Così Marika diventa una figlia modello tra lo stupore – e la soddisfazione – dei suoi genitori. Qualche errore la ragazzina lo compie ancora, errore dovuto essenzialmente al suo carattere impulsivo – o per meglio dire appassionato.

Ormai i suoi hanno sviluppato una certa fiducia nei confronti della loro figliola e lei ne approfitta per cercare di mangiare sempre meno carne – il giorno del formaggio e quello delle uova sono per la nostra eroina una conquista. Ora deve aggiungere il giorno delle lenticchie o dei fagioli o di qualche altra proteina vegetale. Per approfondire l’argomento, Marika si reca nella sezione LAV della sua città, dove è ricevuta da una simpatica signora di nome Maria. Quest’ultima, dopo aver ascoltato gli argomenti della ragazzina, le fornisce diversi opuscoli che spiegano qual è l’alimentazione corretta per un vegetariano. È inutile dire che Marika divora in un solo giorno tutte le nozioni, ma il problema che le si presenta è quello di convincere i propri genitori.

“Mamma, papà, vorrei chiedervi una cosa.”

“Di’ pure cara.”

“Posso assumere proteine vegetali per un giorno la settimana?”

“Ti ho già spiegato…” sbotta il padre.

“Aspetta, caro. Ci penso io. Va bene, tesoro. Un giorno solo non può arrecarti danno.”

“Grazie mamma,” sorride la ragazzina.

Il suo problema è quasi risolto: in casa sua, infatti, la cucina è affidata a una signora che se ne occupa da vent’anni, e Marika è certa che potrà corromperla in qualche modo, almeno quando i genitori sono assenti.

La settimana della nostra amica diventa così composta: due giorni di carne o pesce, un giorno di uova, un giorno di formaggio e tre giorni di proteine vegetali. O perlomeno questa è la norma. Ci sono giorni, infatti, in cui purtroppo il controllo è troppo stretto perché lei possa sottrarvisi.

Trascorre così qualche mese in cui Marika riesce a organizzare la sua vita in maniera quasi del tutto soddisfacente. Ma il punto numero uno del programma prevede anche un’azione di convincimento nei confronti dei suoi genitori. E questo è sicuramente l’ostacolo più difficile da superare.

La nostra amica, dopo molte riflessioni, giunge a una conclusione: leggerà diversi libri per adulti con un contenuto velatamente vegetariano e, quando riterrà che potrebbero far breccia nella sensibilità dei suoi genitori, glieli regalerà in occasione delle varie ricorrenze.

Il punto numero due è il più ostico, e Marika lo rimanda a strategia ultimata.

Per ora si dedicherà al problema Amal.

Parlando con il suo compagno, la nostra eroina si fa raccontare delle attività paterne e materne, in modo da essere preparata in caso di bisogno.

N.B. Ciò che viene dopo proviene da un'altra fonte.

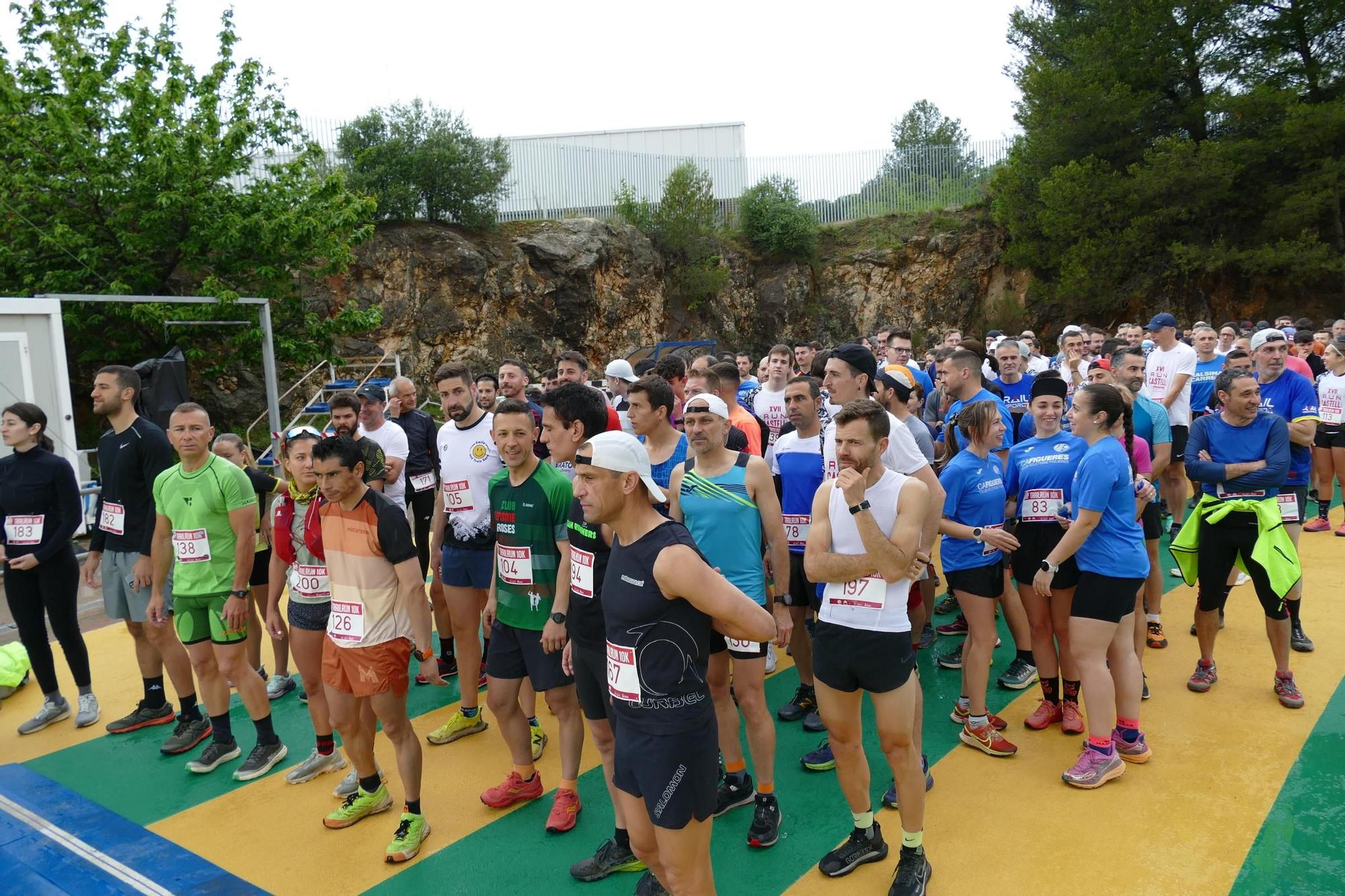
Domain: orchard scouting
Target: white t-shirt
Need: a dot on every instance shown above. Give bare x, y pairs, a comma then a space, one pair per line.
1161, 368
392, 439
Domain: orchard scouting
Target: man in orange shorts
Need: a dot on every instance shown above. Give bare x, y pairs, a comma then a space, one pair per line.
379, 610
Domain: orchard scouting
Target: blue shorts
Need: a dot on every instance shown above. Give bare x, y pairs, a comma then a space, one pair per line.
467, 568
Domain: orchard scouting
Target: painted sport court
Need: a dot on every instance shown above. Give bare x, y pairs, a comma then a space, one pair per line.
1242, 795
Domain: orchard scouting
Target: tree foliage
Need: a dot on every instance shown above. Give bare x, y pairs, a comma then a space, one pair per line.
124, 170
1179, 147
423, 162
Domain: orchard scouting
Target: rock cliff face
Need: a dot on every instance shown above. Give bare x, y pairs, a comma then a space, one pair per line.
535, 290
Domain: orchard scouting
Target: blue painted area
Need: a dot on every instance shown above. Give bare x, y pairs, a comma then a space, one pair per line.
34, 862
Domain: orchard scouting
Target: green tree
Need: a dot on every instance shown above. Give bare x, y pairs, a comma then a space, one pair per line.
423, 162
123, 170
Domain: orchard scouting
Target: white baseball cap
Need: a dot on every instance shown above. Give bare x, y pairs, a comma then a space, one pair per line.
712, 403
623, 452
622, 370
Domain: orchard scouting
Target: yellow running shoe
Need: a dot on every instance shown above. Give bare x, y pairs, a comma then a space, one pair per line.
458, 725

Un giorno Bill, il cane di Marika, per la prima volta nella sua breve vita – ventiquattro mesi – è stranamente calmo, e i genitori decidono di farlo vedere da un veterinario.

“Io ne conosco uno molto bravo,” si propone la nostra amica. “È il padre di un mio compagno di scuola. Sembra che sia molto quotato in città.”

“Bene,” decide la madre, “vuoi cortesemente prendere ap- puntamento per domani pomeriggio?”

“Volentieri mamma. Posso venire anch’io? Sono molto in pena per Bill.”

“Non c’è problema, tesoro.”

L’indomani mamma, figlia e Bill si presentano dal veterinario che visita accuratamente il cane e diagnostica una indisposizione da lieve retroversione dello stomaco.

“Di norma in questi casi si interviene chirurgicamente, ma, se voi mi date l’autorizzazione, posso provare con una manovra manuale,” propone il dottore.

Ovviamente il benestare è concesso e la manovra ottiene subito l’effetto desiderato. Il cane sembra rinascere e la sua vitalità esplode all’improvviso, quasi Bill volesse ricuperare i giorni trascorsi nella passività più assoluta.

“Quanto le devo, dottore?”

“Nulla, signora. So che Amal è amico di Marika e mi ha raccomandato di trattarla bene.”

“Ma… ma… io vorrei pagare. Non è giusto. L’amicizia tra i nostri ragazzi è un conto, però questo è il suo lavoro ed è giusto che le sia retribuito…”

“Mi dispiace, signora. Non posso fare altrimenti: l’ho promesso ad Amal.”

Mamma, figlia e cane si accomiatano dal veterinario con mille ringraziamenti e se ne tornano a casa.

“Che cosa hai detto che fa la mamma di questo tuo amico, come si chiama? Amal?”

“È biologa e lavora in un istituto di ricerche – non mi ricordo il nome – con altri sette scienziati di cui è il capo.”

“Bene! Sembra che si tratti di una famiglia per bene. Quindi, se vuoi frequentare questo tuo amichetto, hai il permesso. Ne parlerò io con il babbo.”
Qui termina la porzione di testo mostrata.